Measures and recommendations to reconcile women and artificial intelligence
Faced with the legitimate concerns raised by women about artificial intelligence, several levers must be activated to establish a climate of trust and guarantee beneficial and equitable integration of these technologies:
- Ensure complete transparency in the functioning of AI systems, with accessible information about their real impacts and limitations.
- Establish strict regulatory frameworks to prevent any form of discrimination, notably gender-related, in AI development and application.
- Promote active dialogue between developers, companies, public authorities, and civil society actors to consider all voices, especially women’s.
- Stimulate inclusive research by valuing projects integrating diversity and correcting algorithmic biases.
- Develop training and retraining programs adapted to allow everyone, and especially women, to access the jobs of tomorrow.
These combined actions aim to transform apprehensions into opportunities, focusing on strengthened job security, real equality regarding technological innovations, and effective inclusion that makes artificial intelligence a driver of collective progress.

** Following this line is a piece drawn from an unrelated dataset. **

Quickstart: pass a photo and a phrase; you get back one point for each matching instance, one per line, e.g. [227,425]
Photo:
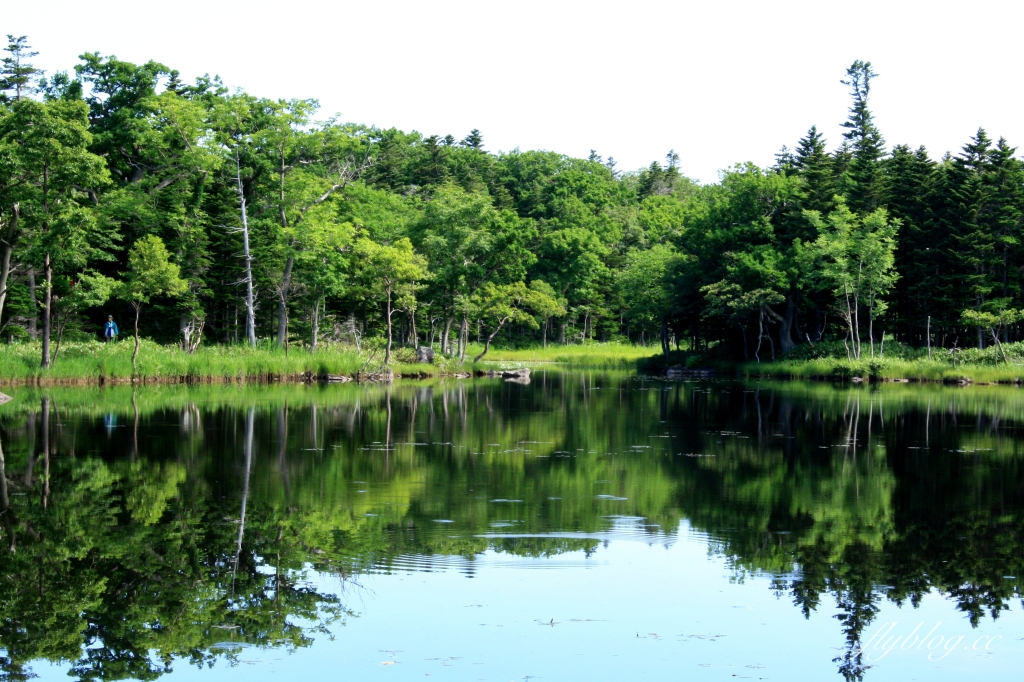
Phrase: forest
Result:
[194,213]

Why do women perceive more risks in artificial intelligence than men?
Women are often more exposed to jobs vulnerable to automation and generally have a lower risk tolerance, which influences their perception of AI as a technology potentially dangerous for their professional future.
How do gender biases impact AI development?

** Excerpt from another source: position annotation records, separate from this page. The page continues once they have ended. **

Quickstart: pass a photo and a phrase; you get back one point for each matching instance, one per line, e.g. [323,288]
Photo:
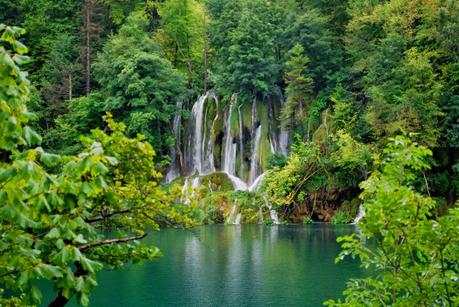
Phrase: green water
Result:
[247,265]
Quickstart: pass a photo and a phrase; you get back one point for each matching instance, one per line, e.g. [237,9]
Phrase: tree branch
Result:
[106,215]
[111,241]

Gender biases in algorithms stem from development teams that are often not very diverse, which can reinforce stereotypes and discrimination, notably in recruitment or service access.
What measures can improve the inclusion of women in the AI sector?
It is essential to promote STEM studies among girls, establish inclusive hiring policies, and develop continuous training to strengthen the female presence in technological professions.
Does artificial intelligence really threaten women’s job security?
Certain tasks predominantly performed by women are more exposed to automation, which raises concrete concerns. Adapted policies and ongoing training are necessary to secure professional paths.
How to encourage more women to get involved in AI technologies?
Increased visibility of female role models, awareness from an early age, and support within companies help encourage and retain women in these sectors.